The study, from UCSD’s Wertheim School of Public Health and Human Longevity Science, examined nearly five million live births in California from 2001-12. Over that period, diagnoses of an ailment, cannabis use disorder, rose.
The disorder is defined as continued cannabis use despite consequent, clinically significant impairments. Not all people who use marijuana meet the criteria for cannabis use disorder, though the study’s authors stated the actual incidence of cannabis use disorder is likely higher than reported numbers.
The journal Addiction published the findings of the study, funded by the National Institute on Drug Abuse, part of the National Institutes of Health.
Of the 4.83 million births studied, 20,237 women were diagnosed with the disorder, according to UCSD researchers.
They found that those women’s babies were more likely to be born preterm, have a low birth weight and be small for their gestational age.
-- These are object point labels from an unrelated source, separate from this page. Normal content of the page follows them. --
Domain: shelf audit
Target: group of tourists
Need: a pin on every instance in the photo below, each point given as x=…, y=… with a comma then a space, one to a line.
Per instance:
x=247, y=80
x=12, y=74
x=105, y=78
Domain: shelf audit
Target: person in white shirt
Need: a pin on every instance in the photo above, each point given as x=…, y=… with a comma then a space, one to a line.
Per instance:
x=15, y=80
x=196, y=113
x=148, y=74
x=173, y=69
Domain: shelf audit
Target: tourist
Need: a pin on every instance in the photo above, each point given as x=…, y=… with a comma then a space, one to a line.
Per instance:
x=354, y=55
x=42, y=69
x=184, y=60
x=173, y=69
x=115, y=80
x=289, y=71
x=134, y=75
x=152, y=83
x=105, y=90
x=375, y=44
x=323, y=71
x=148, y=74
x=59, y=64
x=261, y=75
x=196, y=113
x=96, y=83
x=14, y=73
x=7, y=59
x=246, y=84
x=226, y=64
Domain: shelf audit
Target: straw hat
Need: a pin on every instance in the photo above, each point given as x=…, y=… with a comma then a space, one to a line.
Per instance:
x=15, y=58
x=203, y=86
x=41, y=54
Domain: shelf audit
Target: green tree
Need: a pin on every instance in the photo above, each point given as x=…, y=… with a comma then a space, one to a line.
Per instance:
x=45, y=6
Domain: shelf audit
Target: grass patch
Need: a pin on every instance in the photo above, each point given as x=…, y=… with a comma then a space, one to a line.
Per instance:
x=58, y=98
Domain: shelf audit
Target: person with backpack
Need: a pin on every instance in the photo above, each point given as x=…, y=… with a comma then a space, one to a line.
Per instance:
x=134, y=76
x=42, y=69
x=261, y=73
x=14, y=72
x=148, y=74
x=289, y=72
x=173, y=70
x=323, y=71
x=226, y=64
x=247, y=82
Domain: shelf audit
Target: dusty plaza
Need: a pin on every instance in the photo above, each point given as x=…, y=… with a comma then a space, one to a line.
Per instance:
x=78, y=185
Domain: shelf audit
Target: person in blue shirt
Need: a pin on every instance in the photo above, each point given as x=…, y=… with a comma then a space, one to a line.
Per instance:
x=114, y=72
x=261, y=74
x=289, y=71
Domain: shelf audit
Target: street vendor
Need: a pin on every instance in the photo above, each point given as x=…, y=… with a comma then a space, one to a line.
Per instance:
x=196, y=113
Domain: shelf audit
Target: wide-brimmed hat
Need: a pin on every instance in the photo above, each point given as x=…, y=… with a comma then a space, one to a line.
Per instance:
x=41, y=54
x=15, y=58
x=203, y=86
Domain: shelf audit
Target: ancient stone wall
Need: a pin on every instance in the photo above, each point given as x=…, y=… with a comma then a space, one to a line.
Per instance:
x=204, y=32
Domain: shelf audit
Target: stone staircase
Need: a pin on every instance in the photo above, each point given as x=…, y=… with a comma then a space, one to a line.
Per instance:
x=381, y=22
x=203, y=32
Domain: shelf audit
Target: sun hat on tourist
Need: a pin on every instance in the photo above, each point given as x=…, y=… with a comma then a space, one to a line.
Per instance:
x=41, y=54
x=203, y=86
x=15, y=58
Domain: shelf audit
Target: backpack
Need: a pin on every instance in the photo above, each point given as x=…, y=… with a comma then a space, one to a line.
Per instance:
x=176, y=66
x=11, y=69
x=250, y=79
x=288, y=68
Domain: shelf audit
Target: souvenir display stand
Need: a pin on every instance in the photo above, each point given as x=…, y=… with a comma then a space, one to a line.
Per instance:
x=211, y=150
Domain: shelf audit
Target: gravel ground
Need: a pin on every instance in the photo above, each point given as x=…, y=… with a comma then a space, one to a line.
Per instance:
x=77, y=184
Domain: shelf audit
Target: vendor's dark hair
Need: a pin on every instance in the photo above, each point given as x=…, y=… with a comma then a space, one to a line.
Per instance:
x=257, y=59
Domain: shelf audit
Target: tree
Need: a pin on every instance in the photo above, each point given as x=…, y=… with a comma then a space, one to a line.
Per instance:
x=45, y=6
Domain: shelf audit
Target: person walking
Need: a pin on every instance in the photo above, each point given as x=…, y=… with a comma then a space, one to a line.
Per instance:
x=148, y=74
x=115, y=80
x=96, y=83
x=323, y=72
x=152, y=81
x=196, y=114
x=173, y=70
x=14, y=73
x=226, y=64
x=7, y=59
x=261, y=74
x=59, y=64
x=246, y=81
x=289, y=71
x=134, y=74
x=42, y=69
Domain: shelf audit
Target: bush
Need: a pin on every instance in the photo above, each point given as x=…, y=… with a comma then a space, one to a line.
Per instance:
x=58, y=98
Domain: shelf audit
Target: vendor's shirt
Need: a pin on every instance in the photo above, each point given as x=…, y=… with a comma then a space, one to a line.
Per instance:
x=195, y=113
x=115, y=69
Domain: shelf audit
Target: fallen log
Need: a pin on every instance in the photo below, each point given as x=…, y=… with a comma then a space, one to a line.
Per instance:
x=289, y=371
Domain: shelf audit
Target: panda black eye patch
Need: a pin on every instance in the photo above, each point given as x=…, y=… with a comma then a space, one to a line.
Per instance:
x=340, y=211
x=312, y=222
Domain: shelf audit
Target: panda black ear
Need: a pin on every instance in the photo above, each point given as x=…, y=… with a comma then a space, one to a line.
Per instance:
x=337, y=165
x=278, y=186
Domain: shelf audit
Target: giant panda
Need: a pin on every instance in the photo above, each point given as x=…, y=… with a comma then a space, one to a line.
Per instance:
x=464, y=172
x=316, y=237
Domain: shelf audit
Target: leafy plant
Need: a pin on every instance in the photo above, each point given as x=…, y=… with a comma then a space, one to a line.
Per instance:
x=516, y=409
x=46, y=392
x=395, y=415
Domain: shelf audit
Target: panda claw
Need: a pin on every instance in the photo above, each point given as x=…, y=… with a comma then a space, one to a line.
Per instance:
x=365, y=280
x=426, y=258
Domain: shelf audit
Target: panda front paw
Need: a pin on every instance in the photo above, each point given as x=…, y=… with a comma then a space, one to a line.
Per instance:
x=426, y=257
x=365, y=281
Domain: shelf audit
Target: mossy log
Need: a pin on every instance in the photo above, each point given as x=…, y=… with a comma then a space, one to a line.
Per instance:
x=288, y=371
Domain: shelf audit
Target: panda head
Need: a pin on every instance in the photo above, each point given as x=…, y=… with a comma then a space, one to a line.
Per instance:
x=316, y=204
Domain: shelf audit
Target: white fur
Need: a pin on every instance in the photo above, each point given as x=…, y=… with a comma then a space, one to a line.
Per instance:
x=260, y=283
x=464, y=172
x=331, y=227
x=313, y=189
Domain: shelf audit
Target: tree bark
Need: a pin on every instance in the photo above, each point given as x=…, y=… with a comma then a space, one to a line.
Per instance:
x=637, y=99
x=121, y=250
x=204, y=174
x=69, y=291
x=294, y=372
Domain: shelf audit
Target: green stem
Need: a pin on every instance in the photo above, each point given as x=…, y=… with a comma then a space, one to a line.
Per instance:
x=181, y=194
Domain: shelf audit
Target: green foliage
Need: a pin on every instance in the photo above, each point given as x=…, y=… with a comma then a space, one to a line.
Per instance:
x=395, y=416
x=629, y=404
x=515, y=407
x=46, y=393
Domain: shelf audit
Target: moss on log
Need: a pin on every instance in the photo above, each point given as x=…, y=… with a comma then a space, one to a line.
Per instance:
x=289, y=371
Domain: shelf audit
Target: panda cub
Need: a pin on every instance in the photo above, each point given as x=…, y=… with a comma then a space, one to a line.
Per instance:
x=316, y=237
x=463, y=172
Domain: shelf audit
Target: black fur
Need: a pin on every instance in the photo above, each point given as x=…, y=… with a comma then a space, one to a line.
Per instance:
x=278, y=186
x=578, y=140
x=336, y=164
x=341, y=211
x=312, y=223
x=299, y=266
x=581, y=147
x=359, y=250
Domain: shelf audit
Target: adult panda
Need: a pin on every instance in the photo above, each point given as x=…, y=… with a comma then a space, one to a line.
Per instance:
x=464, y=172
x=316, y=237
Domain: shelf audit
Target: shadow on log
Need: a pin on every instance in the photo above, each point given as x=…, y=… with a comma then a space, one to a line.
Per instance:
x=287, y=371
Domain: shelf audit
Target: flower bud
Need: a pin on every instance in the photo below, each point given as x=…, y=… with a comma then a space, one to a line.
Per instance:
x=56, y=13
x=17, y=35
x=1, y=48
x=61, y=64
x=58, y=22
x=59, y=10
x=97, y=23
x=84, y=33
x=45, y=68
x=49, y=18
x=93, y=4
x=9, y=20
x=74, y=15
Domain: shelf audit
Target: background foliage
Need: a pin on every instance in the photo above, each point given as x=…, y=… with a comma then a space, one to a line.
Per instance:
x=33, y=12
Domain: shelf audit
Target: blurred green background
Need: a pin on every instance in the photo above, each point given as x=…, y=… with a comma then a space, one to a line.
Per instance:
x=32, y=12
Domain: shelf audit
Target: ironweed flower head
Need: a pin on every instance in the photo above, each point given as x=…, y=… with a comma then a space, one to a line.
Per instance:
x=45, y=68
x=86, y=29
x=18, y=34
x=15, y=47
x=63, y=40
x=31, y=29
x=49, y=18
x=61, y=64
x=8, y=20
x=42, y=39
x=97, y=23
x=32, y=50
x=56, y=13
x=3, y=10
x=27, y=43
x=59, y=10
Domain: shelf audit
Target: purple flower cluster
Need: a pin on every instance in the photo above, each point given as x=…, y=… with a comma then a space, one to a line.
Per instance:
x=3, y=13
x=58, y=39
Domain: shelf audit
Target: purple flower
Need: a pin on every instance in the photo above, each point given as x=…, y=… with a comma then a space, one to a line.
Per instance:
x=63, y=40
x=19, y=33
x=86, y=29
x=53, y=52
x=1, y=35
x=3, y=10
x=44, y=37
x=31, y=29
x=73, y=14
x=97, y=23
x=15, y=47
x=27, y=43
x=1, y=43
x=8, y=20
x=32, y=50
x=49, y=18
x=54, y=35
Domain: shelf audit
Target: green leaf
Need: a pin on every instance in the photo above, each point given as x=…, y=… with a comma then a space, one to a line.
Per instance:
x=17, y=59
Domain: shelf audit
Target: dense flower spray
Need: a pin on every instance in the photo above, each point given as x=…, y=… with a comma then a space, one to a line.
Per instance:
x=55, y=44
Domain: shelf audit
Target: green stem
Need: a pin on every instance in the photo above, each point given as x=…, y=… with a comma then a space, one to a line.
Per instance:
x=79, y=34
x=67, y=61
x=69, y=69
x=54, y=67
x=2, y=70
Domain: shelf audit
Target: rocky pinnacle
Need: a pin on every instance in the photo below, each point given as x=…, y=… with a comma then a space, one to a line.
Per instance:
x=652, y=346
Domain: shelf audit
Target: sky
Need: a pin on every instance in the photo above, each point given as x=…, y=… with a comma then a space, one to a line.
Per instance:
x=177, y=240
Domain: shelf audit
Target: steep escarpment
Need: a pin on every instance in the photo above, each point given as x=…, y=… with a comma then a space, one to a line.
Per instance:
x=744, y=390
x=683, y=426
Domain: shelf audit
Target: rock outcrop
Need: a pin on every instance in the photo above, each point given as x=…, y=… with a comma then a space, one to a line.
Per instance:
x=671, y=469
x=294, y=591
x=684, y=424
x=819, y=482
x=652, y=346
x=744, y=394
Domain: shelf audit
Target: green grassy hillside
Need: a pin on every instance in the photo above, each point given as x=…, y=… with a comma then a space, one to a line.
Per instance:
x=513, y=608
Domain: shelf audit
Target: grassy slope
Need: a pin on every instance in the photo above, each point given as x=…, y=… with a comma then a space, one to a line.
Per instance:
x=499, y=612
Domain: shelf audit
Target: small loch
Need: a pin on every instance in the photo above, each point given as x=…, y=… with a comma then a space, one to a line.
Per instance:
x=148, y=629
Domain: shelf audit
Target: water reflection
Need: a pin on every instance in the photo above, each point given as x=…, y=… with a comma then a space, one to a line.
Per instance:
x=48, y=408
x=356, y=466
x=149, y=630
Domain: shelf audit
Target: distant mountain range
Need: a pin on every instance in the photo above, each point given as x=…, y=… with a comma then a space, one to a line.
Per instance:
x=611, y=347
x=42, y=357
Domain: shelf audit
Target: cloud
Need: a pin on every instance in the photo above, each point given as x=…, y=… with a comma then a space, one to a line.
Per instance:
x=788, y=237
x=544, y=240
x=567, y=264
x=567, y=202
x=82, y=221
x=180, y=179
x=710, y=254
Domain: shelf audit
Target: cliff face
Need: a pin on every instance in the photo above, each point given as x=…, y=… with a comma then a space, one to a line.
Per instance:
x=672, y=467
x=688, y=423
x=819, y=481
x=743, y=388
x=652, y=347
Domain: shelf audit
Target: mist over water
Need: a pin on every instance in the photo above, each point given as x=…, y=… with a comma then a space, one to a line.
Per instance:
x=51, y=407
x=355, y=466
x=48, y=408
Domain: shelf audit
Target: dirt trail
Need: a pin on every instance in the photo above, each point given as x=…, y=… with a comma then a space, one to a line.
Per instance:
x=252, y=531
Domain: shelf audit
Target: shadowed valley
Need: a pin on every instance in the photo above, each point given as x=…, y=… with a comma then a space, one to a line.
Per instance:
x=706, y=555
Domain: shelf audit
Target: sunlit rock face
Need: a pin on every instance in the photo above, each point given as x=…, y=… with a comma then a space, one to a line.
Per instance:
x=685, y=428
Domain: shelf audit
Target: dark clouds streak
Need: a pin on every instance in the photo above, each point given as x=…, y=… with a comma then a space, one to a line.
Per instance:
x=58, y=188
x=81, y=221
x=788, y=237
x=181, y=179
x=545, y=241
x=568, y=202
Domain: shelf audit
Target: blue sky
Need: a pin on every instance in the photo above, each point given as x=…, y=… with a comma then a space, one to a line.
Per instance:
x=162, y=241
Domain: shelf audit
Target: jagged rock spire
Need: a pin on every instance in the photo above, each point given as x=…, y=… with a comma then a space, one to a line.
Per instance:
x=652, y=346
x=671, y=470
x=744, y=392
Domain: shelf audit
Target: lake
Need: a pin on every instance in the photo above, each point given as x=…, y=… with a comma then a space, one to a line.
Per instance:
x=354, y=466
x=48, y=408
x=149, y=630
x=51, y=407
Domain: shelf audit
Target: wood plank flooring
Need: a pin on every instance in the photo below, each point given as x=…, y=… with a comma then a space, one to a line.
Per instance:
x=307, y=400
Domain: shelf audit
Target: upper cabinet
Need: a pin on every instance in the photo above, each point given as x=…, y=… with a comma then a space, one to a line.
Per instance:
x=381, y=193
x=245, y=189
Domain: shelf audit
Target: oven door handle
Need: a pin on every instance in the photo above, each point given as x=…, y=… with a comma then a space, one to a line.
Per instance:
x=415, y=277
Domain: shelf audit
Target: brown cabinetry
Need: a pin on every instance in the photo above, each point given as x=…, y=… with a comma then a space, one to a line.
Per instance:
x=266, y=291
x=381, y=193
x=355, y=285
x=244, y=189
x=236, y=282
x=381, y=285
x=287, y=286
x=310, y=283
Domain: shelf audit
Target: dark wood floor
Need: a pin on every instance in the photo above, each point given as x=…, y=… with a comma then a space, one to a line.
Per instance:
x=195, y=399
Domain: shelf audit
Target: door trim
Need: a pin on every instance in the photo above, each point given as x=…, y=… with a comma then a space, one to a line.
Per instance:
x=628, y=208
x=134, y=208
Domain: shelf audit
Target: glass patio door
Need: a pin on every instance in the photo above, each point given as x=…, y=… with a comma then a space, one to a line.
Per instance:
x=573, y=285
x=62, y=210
The factors can require greater or more intense medical care or lead to other health issues.
Mortality risks was also greater for those babies, though the researchers said those instances were rare.
Yuyan Shi, an associate professor at the Wertheim school, and one of the study’s authors, said: “Because we are looking only at medical records, there is a lot we don’t know about the mothers and infants in this study, but our analysis supports the recommendation that health professionals screen for and address cannabis use disorders in their pregnant clients – to protect both their health and potentially the health of their infants.”
According to UCSD, it is not currently standard practice during pregnancy health care to screen for cannabis use or related disorders, though marijuana is the most commonly used illicit drug by pregnant women to self-treat depression, anxiety, stress, pain, nausea and vomiting, often during the first trimester.
It is also not a standard of care to provide counsel on the lack of safety data around cannabis use during pregnancy.